Similar models are explored here.
* Marco Frasca (2013). Revisiting the Higgs sector of the Standard Model arXiv arXiv: 1303.3158v1
This model predicts the existence of excited higher energy "generations" of the Higgs boson at energies much higher than those that can be produced experimentally, giving rise to a predicted Higgs boson self-coupling constant value of lamba=0.36 (which is 177% greater than the Standard Model prediction).
Both of these alternative Higgs boson theories propose Higgs boson coupling constant values that are outside the one sigma confidence interval of the Standard Model value based upon the full LHC data to date, but are within the two sigma confidence interval of that value. The 0.13 v. 0.23 Higgs self-coupling value distinction looks like it won’t be possible to resolve at more than a 2.6 sigma level even after much more data collection at the LHC, although it should ultimately be possible to distinguish Frasca's estimate from the SM estimate at the 5.9 sigma level before the LHC is done, and a the 2 sigma level much sooner.
SUSY and the Higgs Boson Self-Coupling Constant
Supersymmetry (SUSY) models generically have at least five Higgs bosons, two of which have the neutral electromagnetic charge and even parity of the 125 GeV particle observed at the LHC, many of which might be quite heavy and have only a modest sub-TeV scale impact on experimental results.

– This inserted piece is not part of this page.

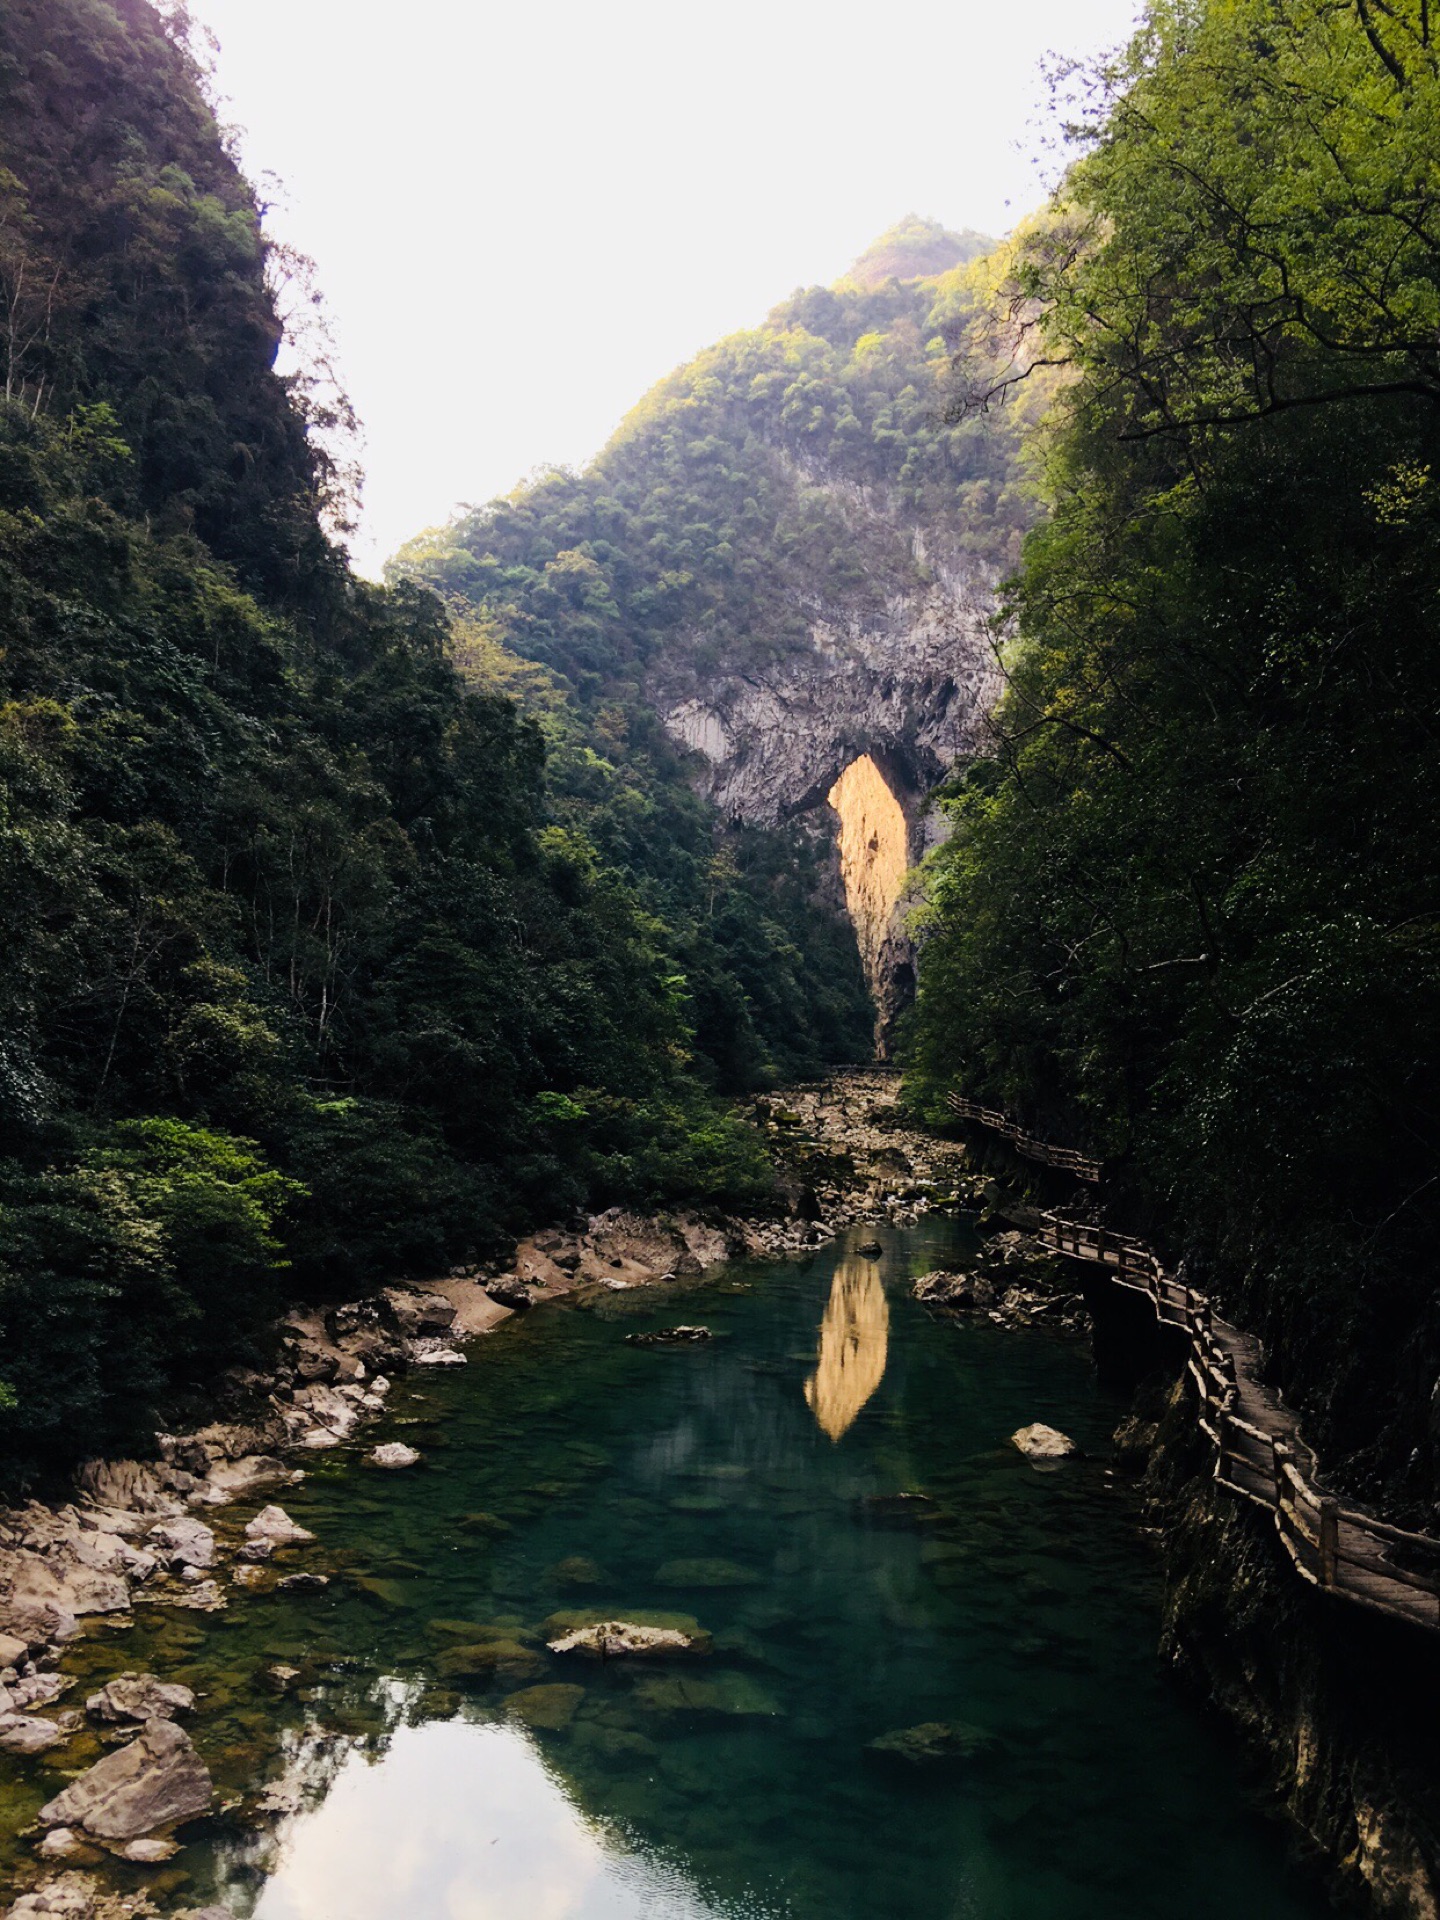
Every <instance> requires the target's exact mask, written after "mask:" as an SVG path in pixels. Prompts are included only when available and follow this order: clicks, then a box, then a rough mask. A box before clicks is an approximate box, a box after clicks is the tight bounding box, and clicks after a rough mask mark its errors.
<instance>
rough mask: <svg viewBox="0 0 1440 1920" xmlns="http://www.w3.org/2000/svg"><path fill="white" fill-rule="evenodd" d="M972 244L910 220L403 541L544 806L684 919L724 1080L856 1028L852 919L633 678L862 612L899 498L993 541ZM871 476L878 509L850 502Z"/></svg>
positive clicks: (980, 247)
mask: <svg viewBox="0 0 1440 1920" xmlns="http://www.w3.org/2000/svg"><path fill="white" fill-rule="evenodd" d="M987 246H989V242H985V240H981V238H979V236H977V234H950V232H947V230H945V228H941V227H937V225H935V223H925V221H916V219H910V221H906V223H902V225H900V227H897V228H893V230H891V232H889V234H885V236H883V238H881V240H879V242H876V246H874V248H872V250H870V252H868V253H866V255H864V257H862V259H860V261H858V263H856V267H854V269H852V273H851V276H847V278H845V280H843V282H841V284H839V286H835V288H822V286H816V288H808V290H804V292H797V294H795V296H793V298H791V300H787V301H785V303H783V305H780V307H778V309H776V311H774V313H772V315H770V319H768V321H766V323H764V324H762V326H758V328H755V330H753V332H745V334H735V336H733V338H730V340H724V342H720V344H718V346H716V348H712V349H708V351H707V353H701V355H699V357H697V359H695V361H691V363H689V365H687V367H684V369H680V371H678V372H676V374H672V376H670V378H666V380H662V382H660V384H659V386H657V388H655V390H653V392H651V394H649V396H647V397H645V399H643V401H641V403H639V407H636V411H634V413H632V415H630V419H628V420H626V422H624V424H622V428H620V432H618V434H616V436H614V440H612V442H611V445H609V447H607V449H605V451H603V453H601V457H599V459H597V461H595V463H593V465H591V467H589V468H588V470H586V472H580V474H574V472H551V474H545V476H541V478H540V480H538V482H534V484H530V486H524V488H520V490H518V492H516V493H513V495H509V497H507V499H499V501H493V503H492V505H488V507H484V509H480V511H474V513H467V515H465V516H461V518H459V520H457V522H455V524H451V526H445V528H442V530H438V532H434V534H428V536H422V538H420V540H417V541H413V543H411V545H409V547H407V549H403V551H401V555H399V561H397V566H396V574H397V576H399V578H411V580H420V582H424V584H428V586H432V588H436V589H438V591H440V593H442V595H444V597H445V601H447V603H449V605H451V607H453V609H455V612H457V659H459V662H461V668H463V672H465V674H467V678H468V680H470V684H474V685H484V687H503V689H505V691H509V693H513V695H515V697H516V699H520V701H522V705H524V707H526V708H528V710H530V712H534V714H538V716H540V720H541V726H543V728H545V733H547V737H549V741H551V787H553V793H555V795H557V806H559V808H561V814H563V818H566V820H568V822H572V824H576V826H578V828H584V831H586V833H588V835H589V837H591V839H593V841H595V845H597V847H599V849H601V851H603V856H605V858H607V860H609V862H612V864H614V866H616V868H618V870H622V872H624V874H626V876H630V877H632V879H634V883H636V885H637V887H639V891H641V897H643V899H645V900H647V904H649V906H651V910H653V912H655V914H659V916H660V918H664V920H666V922H668V924H670V925H674V927H676V929H678V933H680V950H682V964H684V970H685V975H687V981H689V989H691V996H693V1008H695V1025H697V1048H699V1052H701V1056H703V1058H705V1060H707V1062H708V1071H710V1075H712V1077H714V1081H716V1085H720V1087H726V1089H741V1087H753V1085H760V1083H764V1081H766V1079H776V1077H795V1075H799V1073H806V1071H814V1069H816V1068H818V1066H822V1064H826V1062H833V1060H845V1058H862V1056H864V1054H868V1050H870V1029H872V1018H874V1016H872V1008H870V1004H868V998H866V991H864V983H862V977H860V966H858V956H856V950H854V939H852V935H851V931H849V927H845V924H843V922H841V920H839V918H837V914H835V912H833V908H831V906H828V904H822V902H818V900H816V893H818V887H820V879H822V866H824V858H826V852H828V849H826V847H820V845H816V843H812V841H808V839H806V837H804V835H801V833H795V831H760V829H755V828H732V829H730V831H726V833H724V837H722V839H720V845H718V849H716V829H714V820H712V818H710V814H708V810H707V808H703V806H701V803H697V801H695V797H693V795H691V793H689V787H687V768H685V762H684V760H682V756H680V753H678V749H676V747H674V745H672V743H670V741H668V739H666V737H664V733H662V730H660V728H659V726H657V722H655V716H653V712H651V707H649V703H647V676H649V674H651V672H670V674H672V672H674V670H676V666H680V664H684V666H687V668H689V670H699V672H705V670H708V668H712V666H724V668H726V670H732V672H733V670H745V664H747V662H755V660H760V659H766V657H776V655H781V653H785V651H787V649H803V647H808V643H810V628H812V622H814V616H816V609H818V607H820V609H826V612H828V614H831V616H835V618H854V620H860V622H866V620H868V622H879V620H883V616H885V601H887V595H891V593H893V591H897V589H908V588H914V586H916V582H918V580H920V578H922V572H924V564H925V563H924V559H920V557H918V555H916V551H914V547H912V543H910V538H908V532H906V534H904V538H900V536H899V532H897V524H899V522H912V524H920V526H925V528H929V530H933V532H935V534H939V536H943V538H945V540H948V541H950V543H952V545H954V547H956V549H960V551H968V553H972V555H975V557H977V559H983V561H989V563H991V564H1006V563H1010V561H1012V559H1014V557H1016V553H1018V540H1020V532H1021V528H1023V524H1025V522H1027V516H1029V499H1027V493H1025V490H1023V486H1021V482H1020V461H1018V434H1016V430H1014V426H1012V422H1010V420H1008V419H1006V420H1002V422H998V426H996V422H993V420H947V417H945V415H947V409H945V388H947V378H948V367H950V359H952V353H954V351H956V349H958V348H960V342H962V338H964V332H966V323H968V319H970V315H972V309H973V307H975V303H977V300H979V292H977V278H975V271H973V269H972V267H970V265H968V263H970V261H975V259H977V257H979V255H981V253H983V250H985V248H987ZM866 501H883V503H885V507H887V513H885V515H881V513H868V511H866V505H864V503H866Z"/></svg>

The closer the measured Higgs boson self-coupling is to the Standard Model expectation, and the more precision there is in that measurement, the more constrained the properties of the other four Higgs bosons and other supersymmetric particles must be in those models since the other four can't be contributing much to the scalar Higgs field in low energy interactions if almost all of the observational data is explained by a Higgs boson like looks almost exactly like the Standard Model one.
The mean value of the Higgs boson contribution to electroweak symmetry breaking is about 96% with a precision of plus or minus about 14 percentage points. If the actual value, consistent with experiment is 100%, then other Higgs bosons either do not exist or are "inert" and do not contribute to electroweak symmetry breaking.